To reduce Ethiopia to its natural attractions, however impressive, would be a serious mistake: it is stacked with 12th to 15th-century rock-hewn churches, nestled in the little explored Ethiopian highlands, world-class museums chronicling Ethiopia’s rich past, restaurants serving a wide array of ethnic food just waiting to be discovered in Addis Addaba (the buzzing capital) and friendly locals.


According to easyJet, one of the largest low-cost airlines in Europe, demand for travel to Tunisia has increased the most out of any other country in their catalog since 2019, and it’s not hard to see why. Bordering the Mediterranean Sea, it enjoys the same temperate climate as Italy, Spain, and Greece, with endless miles of sandy beaches and waters that are just as clear, except it’s far cheaper.

Tunisia is between 50% and 65% more affordable than other Medi ports: Americans will spend, on average, 58.5% less than they would in Nice, in France’s Cote d’Azur; when it comes to dining out at mid-range restaurants in downtown Tunis, they can expect to pay 72.4% less than in Barcelona, Spain; finally, long-term rental prices are 61.1% lower than Santorini’s in Greece.

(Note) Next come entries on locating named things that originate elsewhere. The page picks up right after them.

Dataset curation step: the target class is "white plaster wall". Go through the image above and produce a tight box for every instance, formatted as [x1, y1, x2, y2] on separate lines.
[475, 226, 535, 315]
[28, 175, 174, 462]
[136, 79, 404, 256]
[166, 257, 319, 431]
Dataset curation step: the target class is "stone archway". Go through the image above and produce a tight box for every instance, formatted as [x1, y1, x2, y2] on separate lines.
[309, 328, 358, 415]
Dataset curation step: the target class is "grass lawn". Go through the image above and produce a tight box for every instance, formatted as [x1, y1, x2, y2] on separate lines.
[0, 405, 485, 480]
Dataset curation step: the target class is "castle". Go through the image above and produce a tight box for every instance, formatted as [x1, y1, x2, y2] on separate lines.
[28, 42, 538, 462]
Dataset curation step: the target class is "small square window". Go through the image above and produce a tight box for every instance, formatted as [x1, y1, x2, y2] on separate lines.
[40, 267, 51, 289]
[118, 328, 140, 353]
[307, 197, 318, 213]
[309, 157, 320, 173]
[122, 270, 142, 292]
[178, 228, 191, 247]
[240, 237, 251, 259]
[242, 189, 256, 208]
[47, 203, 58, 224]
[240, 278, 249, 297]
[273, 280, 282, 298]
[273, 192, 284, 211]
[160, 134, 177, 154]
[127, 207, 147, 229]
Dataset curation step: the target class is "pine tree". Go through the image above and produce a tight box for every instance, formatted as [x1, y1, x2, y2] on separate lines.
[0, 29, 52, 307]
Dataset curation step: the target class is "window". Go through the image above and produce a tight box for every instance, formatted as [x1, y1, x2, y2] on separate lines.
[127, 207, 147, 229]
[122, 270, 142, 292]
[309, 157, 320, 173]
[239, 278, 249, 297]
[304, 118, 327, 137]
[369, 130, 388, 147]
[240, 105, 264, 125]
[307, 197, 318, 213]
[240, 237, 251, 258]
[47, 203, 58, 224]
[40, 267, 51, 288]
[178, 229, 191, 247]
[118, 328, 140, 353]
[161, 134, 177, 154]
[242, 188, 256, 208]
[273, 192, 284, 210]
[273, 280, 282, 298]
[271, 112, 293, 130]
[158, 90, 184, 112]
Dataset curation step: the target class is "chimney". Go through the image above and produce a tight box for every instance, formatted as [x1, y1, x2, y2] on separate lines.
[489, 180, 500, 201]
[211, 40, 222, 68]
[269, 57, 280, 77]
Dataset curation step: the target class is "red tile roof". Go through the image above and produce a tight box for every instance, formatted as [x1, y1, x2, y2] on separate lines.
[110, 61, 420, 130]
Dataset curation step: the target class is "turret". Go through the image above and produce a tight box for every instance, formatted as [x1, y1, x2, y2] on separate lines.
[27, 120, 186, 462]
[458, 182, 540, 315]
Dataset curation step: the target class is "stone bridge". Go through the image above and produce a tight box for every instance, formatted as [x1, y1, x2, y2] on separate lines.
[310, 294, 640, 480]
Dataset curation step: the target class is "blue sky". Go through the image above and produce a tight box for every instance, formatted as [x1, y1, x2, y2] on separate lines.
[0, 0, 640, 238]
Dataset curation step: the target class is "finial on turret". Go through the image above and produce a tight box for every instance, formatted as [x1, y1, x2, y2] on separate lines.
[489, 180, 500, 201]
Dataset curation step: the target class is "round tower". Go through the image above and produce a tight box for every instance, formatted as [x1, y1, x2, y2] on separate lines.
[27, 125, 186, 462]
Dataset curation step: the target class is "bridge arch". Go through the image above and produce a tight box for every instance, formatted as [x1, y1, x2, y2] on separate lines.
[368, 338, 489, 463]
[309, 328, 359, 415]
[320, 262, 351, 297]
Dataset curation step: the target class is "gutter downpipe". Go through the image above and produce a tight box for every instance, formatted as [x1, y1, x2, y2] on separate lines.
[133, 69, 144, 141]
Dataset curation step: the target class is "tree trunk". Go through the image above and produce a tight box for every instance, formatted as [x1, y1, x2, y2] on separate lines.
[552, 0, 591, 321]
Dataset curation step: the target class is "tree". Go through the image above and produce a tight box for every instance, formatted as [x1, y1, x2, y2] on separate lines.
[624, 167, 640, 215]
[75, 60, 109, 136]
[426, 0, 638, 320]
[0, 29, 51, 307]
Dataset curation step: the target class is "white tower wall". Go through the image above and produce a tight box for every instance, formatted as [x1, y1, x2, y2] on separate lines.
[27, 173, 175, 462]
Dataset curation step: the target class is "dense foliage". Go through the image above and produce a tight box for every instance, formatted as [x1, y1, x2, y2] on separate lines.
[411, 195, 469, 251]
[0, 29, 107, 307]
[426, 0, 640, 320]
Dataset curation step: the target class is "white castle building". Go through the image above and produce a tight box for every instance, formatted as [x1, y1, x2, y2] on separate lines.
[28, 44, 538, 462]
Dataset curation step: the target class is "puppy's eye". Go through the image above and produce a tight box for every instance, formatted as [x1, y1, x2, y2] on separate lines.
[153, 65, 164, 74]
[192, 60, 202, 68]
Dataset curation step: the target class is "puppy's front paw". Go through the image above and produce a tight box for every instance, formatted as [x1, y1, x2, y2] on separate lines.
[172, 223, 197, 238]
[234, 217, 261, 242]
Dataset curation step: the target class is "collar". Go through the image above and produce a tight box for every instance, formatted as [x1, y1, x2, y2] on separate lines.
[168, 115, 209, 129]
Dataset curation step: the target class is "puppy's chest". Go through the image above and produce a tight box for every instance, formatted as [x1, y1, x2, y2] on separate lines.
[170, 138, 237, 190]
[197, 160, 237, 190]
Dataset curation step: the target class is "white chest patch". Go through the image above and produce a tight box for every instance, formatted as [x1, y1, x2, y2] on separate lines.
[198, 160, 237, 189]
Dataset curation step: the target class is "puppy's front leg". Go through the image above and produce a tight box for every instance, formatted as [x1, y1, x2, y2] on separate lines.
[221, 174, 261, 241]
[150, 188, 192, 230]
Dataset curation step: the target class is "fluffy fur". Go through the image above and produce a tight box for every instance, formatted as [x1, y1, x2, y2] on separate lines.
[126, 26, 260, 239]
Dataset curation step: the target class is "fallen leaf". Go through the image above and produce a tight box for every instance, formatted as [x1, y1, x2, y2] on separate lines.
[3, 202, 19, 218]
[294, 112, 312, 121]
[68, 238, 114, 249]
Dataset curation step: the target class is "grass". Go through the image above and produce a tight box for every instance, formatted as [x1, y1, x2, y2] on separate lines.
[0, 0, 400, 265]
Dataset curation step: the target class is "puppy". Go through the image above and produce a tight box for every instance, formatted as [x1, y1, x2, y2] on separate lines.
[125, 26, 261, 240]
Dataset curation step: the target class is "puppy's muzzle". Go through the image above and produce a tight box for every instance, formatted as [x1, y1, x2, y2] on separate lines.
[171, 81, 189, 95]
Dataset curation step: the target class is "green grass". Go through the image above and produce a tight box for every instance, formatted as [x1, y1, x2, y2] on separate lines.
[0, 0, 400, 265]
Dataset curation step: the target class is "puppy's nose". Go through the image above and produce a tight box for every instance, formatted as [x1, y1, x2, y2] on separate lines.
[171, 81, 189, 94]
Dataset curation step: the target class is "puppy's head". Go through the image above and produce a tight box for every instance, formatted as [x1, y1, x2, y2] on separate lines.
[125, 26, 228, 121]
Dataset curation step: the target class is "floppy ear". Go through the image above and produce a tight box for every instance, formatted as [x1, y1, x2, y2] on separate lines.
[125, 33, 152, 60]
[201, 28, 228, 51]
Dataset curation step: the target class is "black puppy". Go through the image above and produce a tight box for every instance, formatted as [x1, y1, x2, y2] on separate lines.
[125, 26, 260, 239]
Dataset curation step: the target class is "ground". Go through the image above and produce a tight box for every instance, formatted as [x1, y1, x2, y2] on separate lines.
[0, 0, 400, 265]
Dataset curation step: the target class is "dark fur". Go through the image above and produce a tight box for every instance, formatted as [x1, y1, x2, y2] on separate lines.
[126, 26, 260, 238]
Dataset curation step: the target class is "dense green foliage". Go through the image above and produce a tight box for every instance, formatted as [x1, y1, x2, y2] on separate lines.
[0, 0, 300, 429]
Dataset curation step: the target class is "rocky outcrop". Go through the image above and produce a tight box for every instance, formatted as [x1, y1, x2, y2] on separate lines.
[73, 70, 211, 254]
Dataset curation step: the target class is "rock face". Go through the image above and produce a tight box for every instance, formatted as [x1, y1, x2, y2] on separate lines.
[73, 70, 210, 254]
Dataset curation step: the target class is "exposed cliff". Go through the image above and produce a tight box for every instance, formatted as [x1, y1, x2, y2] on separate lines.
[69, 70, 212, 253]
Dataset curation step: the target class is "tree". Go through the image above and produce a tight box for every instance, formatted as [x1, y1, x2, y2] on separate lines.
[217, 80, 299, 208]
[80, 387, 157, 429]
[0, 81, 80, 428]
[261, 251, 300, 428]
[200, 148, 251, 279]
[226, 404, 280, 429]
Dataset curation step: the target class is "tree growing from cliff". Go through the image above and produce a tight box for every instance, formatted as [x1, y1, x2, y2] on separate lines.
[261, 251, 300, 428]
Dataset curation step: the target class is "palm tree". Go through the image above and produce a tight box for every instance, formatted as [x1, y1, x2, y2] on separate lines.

According to ForwardKeys, West and Central Africa are benefitting the most from the continent’s newfound popularity, and Ghana specifically has led travel bookings in the American market due to the ‘improved seat capacity’ leaving from the States, this has attracted a ‘more premium travel crowd’.

Responding to this trend, local authorities have been building more upscale hotels and investing heavily in the standardization of tourism establishments in order to cater to big spenders and boost the country’s competitiveness. Ghana is simply brimming with unexplored potential, and it’s only a matter of time until its picturesque coast and lush nature reserves make it into mainstream media.


Egypt will see arrival numbers jump by 46% in 2023 to roughly 11.6 million, nearing its all-time peak of 13.02 million in 2019. The renewed interest in Ancient History, Nile cruises, and Pharaonic tales followed the North African nation’s reopening in mid-2022 when all health-related entry requirements were revoked.

International visitors are no longer subject to strict health checks traveling to Egypt, and all are welcome irrespective of vaccination status, making it the ideal location for an international getaway. Our top two picks include Cairo, a global city serving as a gateway to the famous Pyramids of Giza, and the resort-packed Hurghada, on the shores of the Red Sea.

South Africa

Boasting year-round warm weather, impressive ethnic and cultural diversity, 21 UNESCO-listed monuments, and abundant nature and the scenic coast, South Africa has plenty of wonders and historical value encircled within its immense territory to fill up a weeks-long travel itinerary – and trust us, you’ll never get bored here. The hard part is knowing where to start.

Cape Town is the go-to spot for culture due to the central role it played during Apartheid, housing the prison where Nelson Mandela was incarcerated, while Johannesburg is a major urban center best known for its gold-mining History and nightlife.